Engineering student James Gourlie is a step closer to realising his dream after securing a 12-month work placement with the Infiniti Engineering Academy and Renault Sport Formula One Team.
The 25-year-old Bachelor of Engineering (Automotive Engineering) (Honours) student has spent his life working towards a career in the automotive and motorsport industry and said the opportunity was a dream come true.
“This is just the beginning of my career and I am looking forward to seeing where this work can take me,” he said.
Gourlie was named the 2018 Asia and Oceania winner of the acclaimed academy following an intense trackside final at the Marina Bay Street Circuit in Singapore last week.
He is one of only seven winners chosen by an esteemed panel of judges from Infiniti, Renault and Harvard University.
Gourlie said the broad range of subjects he had studied at RMIT allowed him to approach engineering problems with a unique set of skills.
“The Automotive Engineering degree at RMIT focuses a lot on industry standards and expectations, so it is easy to transition from study in to work,” he said.
“We are constantly issued with challenges that allow us to better ourselves as engineers and this program is something that provides opportunities we can't find anywhere else.”
Part of his University experiences included being involved in student motorsport as Chief Engineer and Chassis Lead for the RMIT Formula SAE-A Combustion team.
“Every day I get to work with some of the top students at RMIT to produce a race car, which is going to be competitive around the world,” Gourlie said.
Their next major student event is the Formula SAE-A, an international competition focused on the design, construction and racing of an internal combustion or electric race car.
The event is scheduled from 6 to 10 December at Winton Motor Raceway in Melbourne, just one month before he is set to begins his placement in the United Kingdom.
Gourlie said the team’s car is podium-ready, after undergoing a complete redesign.
“We have put a priority on simplicity and reliability and as such the car has had an extensive amount of work completed on fundamental automotive engineering principles,” Gourlie said.

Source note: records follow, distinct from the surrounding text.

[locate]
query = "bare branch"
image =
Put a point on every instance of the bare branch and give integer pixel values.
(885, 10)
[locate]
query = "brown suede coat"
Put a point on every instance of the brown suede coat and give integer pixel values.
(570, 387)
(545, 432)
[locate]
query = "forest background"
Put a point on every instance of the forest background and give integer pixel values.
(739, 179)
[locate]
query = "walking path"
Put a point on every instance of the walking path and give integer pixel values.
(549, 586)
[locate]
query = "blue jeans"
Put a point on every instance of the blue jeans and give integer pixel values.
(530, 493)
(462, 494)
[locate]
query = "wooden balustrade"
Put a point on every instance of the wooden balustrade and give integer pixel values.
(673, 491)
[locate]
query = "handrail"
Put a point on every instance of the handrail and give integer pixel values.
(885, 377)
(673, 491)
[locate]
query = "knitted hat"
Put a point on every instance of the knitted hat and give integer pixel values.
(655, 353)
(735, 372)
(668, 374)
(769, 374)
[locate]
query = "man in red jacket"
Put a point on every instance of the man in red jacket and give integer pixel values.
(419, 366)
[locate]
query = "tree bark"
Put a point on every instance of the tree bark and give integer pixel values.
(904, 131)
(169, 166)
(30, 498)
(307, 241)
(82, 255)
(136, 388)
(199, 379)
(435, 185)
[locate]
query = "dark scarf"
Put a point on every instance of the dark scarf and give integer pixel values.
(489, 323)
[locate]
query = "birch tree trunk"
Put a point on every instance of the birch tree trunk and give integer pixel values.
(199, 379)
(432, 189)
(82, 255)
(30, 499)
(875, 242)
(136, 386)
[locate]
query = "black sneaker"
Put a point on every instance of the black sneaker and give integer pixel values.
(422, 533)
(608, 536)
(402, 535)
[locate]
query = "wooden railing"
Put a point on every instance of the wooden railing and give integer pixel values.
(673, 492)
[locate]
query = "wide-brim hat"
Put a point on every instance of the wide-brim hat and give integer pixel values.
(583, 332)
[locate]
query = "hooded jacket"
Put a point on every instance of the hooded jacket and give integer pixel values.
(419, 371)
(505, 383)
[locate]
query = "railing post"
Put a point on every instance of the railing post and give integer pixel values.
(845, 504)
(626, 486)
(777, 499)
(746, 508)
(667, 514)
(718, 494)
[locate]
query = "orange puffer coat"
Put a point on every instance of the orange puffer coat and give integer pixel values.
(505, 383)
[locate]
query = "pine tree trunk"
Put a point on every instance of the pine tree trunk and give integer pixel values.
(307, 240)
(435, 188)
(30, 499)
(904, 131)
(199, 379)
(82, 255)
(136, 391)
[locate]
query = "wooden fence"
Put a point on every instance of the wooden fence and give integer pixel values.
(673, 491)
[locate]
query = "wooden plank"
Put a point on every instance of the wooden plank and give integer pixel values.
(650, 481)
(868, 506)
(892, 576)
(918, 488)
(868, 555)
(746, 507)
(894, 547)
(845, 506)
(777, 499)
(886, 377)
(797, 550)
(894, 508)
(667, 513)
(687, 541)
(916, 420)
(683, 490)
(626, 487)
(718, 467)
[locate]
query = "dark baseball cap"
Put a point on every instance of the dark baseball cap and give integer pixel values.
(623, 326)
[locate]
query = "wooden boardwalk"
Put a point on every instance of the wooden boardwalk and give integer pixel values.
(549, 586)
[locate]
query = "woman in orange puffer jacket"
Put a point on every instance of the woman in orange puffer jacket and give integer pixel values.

In June, the RMIT-designed perpetual Larry Perkins Trophy, developed through an education partnership with the Australian Grand Prix Corporation (AGPC), was honoured with a Gold Award at the International A’ Design Award and Competition.
The creation was led by Senior Lecturer Dr Scott Mayson from the School of Design, with help from a multidisciplinary team of students and staff.
At the time, Mayson said: “The final product is more than just a trophy – it's a physical demonstration of what we can accomplish when we collaborate across disciplines.”
Now a small-scale replica has been presented to racing driver Jamie Whincup, who won the Coates Hire Supercars Melbourne 400 at Albert Park in March.
As part of the ongoing corporate partnership, RMIT students were also recently given the opportunity to pitch advertising campaigns to the AGPC team as part of their assessment.